Für die US Regierung scheint das in einem zynisch anmutenden Akt der richtige Moment gewesen sein, eine fatale Entscheidung publik zu machen. Erneut bricht sie mit einem Tabu und mit ihrer eigenen Politik und wird zukünftig Antipersonenminen an die Ukraine liefern.

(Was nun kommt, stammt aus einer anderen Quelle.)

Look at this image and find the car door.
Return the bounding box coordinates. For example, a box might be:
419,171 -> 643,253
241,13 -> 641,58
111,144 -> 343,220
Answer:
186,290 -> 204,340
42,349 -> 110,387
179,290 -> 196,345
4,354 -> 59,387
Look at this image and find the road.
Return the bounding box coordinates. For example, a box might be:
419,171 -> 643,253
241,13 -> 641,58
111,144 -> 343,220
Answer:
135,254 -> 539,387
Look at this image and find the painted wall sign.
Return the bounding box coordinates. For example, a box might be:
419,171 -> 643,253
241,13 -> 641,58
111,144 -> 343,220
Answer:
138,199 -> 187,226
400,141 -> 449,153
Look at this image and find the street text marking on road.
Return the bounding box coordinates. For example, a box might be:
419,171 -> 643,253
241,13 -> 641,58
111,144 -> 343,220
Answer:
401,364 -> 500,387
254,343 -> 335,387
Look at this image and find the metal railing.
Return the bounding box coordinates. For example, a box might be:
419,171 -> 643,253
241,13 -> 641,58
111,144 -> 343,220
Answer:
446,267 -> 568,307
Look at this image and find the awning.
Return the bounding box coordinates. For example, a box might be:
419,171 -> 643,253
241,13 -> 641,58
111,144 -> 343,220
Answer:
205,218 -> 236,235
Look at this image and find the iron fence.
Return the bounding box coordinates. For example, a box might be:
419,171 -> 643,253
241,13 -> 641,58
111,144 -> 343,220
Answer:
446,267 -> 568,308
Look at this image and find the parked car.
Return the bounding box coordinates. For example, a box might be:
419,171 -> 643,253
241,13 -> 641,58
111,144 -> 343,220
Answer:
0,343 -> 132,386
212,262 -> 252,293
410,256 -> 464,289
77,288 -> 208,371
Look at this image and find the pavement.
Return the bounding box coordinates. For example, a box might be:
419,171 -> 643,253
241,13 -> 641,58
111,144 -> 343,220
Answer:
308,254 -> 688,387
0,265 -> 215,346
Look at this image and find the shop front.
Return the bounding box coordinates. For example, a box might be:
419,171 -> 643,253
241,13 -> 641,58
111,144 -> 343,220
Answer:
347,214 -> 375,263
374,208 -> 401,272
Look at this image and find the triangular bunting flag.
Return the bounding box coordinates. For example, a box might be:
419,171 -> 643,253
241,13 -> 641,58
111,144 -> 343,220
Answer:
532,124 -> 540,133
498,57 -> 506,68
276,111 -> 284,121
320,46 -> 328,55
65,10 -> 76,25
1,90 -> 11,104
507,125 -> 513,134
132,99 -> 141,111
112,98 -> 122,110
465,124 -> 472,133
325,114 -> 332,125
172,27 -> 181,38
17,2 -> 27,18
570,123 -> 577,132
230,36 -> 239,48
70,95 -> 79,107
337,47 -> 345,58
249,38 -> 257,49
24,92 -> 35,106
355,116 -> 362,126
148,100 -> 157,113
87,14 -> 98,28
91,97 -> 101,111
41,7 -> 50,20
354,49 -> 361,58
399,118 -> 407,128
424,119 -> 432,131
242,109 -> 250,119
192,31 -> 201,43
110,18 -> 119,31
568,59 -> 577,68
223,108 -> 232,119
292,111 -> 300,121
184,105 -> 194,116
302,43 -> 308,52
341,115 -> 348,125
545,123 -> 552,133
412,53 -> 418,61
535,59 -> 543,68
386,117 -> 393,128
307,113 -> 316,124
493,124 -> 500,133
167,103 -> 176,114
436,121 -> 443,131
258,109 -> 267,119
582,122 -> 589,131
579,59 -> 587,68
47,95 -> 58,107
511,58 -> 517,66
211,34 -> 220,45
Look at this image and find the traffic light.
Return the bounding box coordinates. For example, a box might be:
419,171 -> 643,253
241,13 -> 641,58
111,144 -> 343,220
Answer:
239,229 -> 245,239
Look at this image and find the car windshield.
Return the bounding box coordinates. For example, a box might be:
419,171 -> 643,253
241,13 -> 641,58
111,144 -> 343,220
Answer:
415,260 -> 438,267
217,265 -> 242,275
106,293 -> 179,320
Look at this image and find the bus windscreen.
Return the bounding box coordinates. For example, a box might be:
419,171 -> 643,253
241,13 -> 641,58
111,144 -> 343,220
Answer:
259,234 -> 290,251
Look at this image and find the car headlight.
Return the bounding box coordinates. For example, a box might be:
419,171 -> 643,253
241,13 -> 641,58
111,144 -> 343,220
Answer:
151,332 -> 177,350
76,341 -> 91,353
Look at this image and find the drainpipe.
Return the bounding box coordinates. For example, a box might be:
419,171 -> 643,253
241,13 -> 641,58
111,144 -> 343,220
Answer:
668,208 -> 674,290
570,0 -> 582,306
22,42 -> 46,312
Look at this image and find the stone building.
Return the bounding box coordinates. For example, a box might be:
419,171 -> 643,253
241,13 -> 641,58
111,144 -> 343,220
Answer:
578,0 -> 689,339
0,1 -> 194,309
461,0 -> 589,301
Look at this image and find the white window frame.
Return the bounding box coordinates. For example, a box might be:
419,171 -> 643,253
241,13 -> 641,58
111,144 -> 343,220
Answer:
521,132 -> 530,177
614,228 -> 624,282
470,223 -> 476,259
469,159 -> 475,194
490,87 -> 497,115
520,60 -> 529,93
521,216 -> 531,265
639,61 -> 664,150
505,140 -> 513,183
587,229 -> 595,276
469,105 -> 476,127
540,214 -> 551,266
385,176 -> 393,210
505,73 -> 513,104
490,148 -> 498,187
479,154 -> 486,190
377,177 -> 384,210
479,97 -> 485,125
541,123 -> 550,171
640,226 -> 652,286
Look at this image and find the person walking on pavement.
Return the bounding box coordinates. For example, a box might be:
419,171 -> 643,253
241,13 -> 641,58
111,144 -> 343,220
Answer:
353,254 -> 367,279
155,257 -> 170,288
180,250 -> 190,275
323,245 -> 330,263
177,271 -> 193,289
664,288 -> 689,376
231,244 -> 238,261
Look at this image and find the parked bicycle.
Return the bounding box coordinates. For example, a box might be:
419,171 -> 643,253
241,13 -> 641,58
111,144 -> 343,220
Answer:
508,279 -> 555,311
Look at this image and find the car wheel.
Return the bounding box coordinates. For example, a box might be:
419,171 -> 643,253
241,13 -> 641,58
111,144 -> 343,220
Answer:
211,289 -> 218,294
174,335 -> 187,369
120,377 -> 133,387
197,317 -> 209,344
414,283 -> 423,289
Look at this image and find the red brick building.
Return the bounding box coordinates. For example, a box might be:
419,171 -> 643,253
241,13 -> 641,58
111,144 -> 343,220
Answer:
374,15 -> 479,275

Die Washington Post, die den Transfer zuerst aufgedeckt, zitiert den US-Verteidigungsminister Lloyd Austin:

Sie brauchen Dinge, die dazu beitragen können, die Bemühungen der Russen zu verlangsamen. Die ukrainischen Streitkräfte stellen ihre eigenen Minen her, und die von den USA zur Verfügung gestellten Minen wären selbstaktivierend, selbstdetonierend, und das macht sie ... letztendlich viel sicherer als die Dinge, die sie selbst herstellen.

Der Wunsch der Ukraine, sich selbst zu verteidigen, ist nachvollziehbar. Doch zu welchem Preis? Bereits jetzt ist das Land das am meisten verminte Land der Welt, nachdem Russland hemmungslos Landminen und andere Waffen einsetzt, die vor allem die Zivilbevölkerung treffen. Sollte die Ukraine die gelieferten Minen wirklich einsetzen, werden noch mehr unbeteiligte Menschen sterben und wird das Leid noch länger anhalten. Denn wie oben bereits beschrieben, sind sichere und intelligente Minen eine Illusion.